必须担心 word 中的索引与 s 中的数据不同步是乏味且容易出错的！如果我们编写一个 second_word 函数，管理这些索引会变得更加脆弱。它的签名必须看起来像这样：

Having to worry about the index in word getting out of sync with the data in s is tedious and error-prone! Managing these indices is even more brittle if we write a second_word function. Its signature would have to look like this:

fn second_word(s: &String) -> (usize, usize) {

现在我们正在跟踪起始索引“和”结束索引，我们甚至有更多从特定状态的数据计算出来的、但与该状态完全没有关联的值。我们有三个不相关的变量散落在各处，需要保持同步。

Now we’re tracking a starting and an ending index, and we have even more values that were calculated from data in a particular state but aren’t tied to that state at all. We have three unrelated variables floating around that need to be kept in sync.

幸运的是，Rust 有一个解决这个问题的方案：字符串切片（string slices）。

Luckily, Rust has a solution to this problem: string slices.

字符串切片

String Slices

“字符串切片”（string slice）是对 String 中连续元素序列的引用，它看起来像这样：

A string slice is a reference to a contiguous sequence of the elements of a String, and it looks like this:

fn main() {
    let s = String::from("hello world");

    let hello = &s[0..5];
    let world = &s[6..11];
}

hello 不是对整个 String 的引用，而是对 String 一部分的引用，这由额外的 [0..5] 指定。我们通过在方括号内指定 [starting_index..ending_index] 来创建切片，其中 starting_index 是切片中的第一个位置，而 ending_index 比切片中的最后一个位置大一。在内部，切片数据结构存储切片的起始位置和长度，长度对应于 ending_index 减去 starting_index。所以，在 let world = &s[6..11]; 的情况下，world 将是一个包含指向 s 索引 6 处字节的指针以及长度值 5 的切片。

Rather than a reference to the entire String, hello is a reference to a portion of the String, specified in the extra [0..5] bit. We create slices using a range within square brackets by specifying [starting_index..ending_index], where starting_index is the first position in the slice and ending_index is one more than the last position in the slice. Internally, the slice data structure stores the starting position and the length of the slice, which corresponds to ending_index minus starting_index. So, in the case of let world = &s[6..11];, world would be a slice that contains a pointer to the byte at index 6 of s with a length value of 5.

图 4-7 的图示显示了这一点。

Figure 4-7 shows this in a diagram.

三张表格：一张代表 s 的栈数据，它指向堆上字符串数据 "hello world" 索引 0 处的字节。第三张表格代表切片 world 的栈数据，它有一个长度值 5，并指向堆数据表格的字节 6。

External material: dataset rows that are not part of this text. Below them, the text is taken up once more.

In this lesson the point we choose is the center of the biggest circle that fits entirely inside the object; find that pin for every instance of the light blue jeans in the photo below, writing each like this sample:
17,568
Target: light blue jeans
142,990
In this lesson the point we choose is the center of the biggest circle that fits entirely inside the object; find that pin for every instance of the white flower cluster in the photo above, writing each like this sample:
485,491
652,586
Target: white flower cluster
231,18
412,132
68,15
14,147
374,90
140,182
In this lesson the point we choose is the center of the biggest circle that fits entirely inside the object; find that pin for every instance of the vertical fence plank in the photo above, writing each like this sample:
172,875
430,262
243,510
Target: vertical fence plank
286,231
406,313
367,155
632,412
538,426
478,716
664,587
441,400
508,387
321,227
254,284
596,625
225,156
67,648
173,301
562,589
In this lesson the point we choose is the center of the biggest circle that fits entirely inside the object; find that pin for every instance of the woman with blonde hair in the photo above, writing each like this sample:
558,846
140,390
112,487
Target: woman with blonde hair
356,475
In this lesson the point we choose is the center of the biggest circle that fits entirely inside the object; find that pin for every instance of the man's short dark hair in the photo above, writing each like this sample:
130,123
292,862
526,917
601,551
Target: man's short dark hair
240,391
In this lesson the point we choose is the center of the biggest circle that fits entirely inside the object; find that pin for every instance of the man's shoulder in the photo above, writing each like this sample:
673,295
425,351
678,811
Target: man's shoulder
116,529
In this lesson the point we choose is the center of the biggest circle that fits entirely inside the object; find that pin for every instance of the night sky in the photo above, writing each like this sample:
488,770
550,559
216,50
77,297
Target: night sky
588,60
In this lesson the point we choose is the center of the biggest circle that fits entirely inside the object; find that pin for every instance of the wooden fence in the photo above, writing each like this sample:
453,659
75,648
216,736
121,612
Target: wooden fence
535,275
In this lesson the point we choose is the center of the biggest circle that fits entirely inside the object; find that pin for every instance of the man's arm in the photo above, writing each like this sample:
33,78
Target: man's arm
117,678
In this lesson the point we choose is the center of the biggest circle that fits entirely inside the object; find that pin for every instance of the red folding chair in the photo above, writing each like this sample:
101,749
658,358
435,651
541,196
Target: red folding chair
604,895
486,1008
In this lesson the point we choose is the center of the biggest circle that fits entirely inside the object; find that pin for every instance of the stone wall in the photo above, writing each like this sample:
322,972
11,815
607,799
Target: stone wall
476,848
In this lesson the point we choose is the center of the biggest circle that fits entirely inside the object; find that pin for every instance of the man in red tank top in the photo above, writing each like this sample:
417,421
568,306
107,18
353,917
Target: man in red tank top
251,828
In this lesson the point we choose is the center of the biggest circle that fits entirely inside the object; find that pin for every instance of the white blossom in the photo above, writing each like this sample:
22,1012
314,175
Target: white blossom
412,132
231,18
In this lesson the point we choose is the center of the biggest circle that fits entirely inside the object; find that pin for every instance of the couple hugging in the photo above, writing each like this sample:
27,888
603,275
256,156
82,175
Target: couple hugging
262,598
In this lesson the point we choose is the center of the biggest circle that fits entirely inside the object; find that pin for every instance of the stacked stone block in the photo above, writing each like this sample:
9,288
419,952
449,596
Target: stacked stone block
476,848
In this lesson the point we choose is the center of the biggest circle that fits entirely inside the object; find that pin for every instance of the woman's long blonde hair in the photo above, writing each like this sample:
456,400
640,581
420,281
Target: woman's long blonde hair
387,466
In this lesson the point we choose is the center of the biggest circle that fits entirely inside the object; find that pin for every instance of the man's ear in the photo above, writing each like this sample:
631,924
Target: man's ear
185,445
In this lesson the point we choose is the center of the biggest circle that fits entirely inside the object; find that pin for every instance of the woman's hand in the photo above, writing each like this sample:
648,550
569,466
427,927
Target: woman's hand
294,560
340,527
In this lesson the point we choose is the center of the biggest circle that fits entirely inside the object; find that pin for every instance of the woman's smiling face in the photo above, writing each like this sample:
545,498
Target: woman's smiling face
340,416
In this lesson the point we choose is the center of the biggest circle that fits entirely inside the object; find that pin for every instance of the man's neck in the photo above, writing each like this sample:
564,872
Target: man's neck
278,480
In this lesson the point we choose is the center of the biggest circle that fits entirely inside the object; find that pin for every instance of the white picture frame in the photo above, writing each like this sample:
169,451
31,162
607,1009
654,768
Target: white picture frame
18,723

图 4-7：引用 String 一部分的字符串切片 Figure 4-7: A string slice referring to part of a String

使用 Rust 的 .. 范围语法，如果你想从索引 0 开始，可以省略两个点之前的值。换句话说，以下写法是等价的：

With Rust’s .. range syntax, if you want to start at index 0, you can drop the value before the two periods. In other words, these are equal:

#![allow(unused)]
fn main() {
let s = String::from("hello");

let slice = &s[0..2];
let slice = &s[..2];
}

同理，如果你的切片包含 String 的最后一个字节，你可以省略末尾的数字。这意味着以下写法是等价的：

By the same token, if your slice includes the last byte of the String, you can drop the trailing number. That means these are equal:

#![allow(unused)]
fn main() {
let s = String::from("hello");

let len = s.len();

let slice = &s[3..len];
let slice = &s[3..];
}

你也可以省略两个值来获取整个字符串的切片。所以，以下写法是等价的：

You can also drop both values to take a slice of the entire string. So, these are equal:

#![allow(unused)]
fn main() {
let s = String::from("hello");

let len = s.len();

let slice = &s[0..len];
let slice = &s[..];
}

注意：字符串切片范围索引必须位于有效的 UTF-8 字符边界处。如果你尝试在多字节字符中间创建字符串切片，你的程序将因错误而退出。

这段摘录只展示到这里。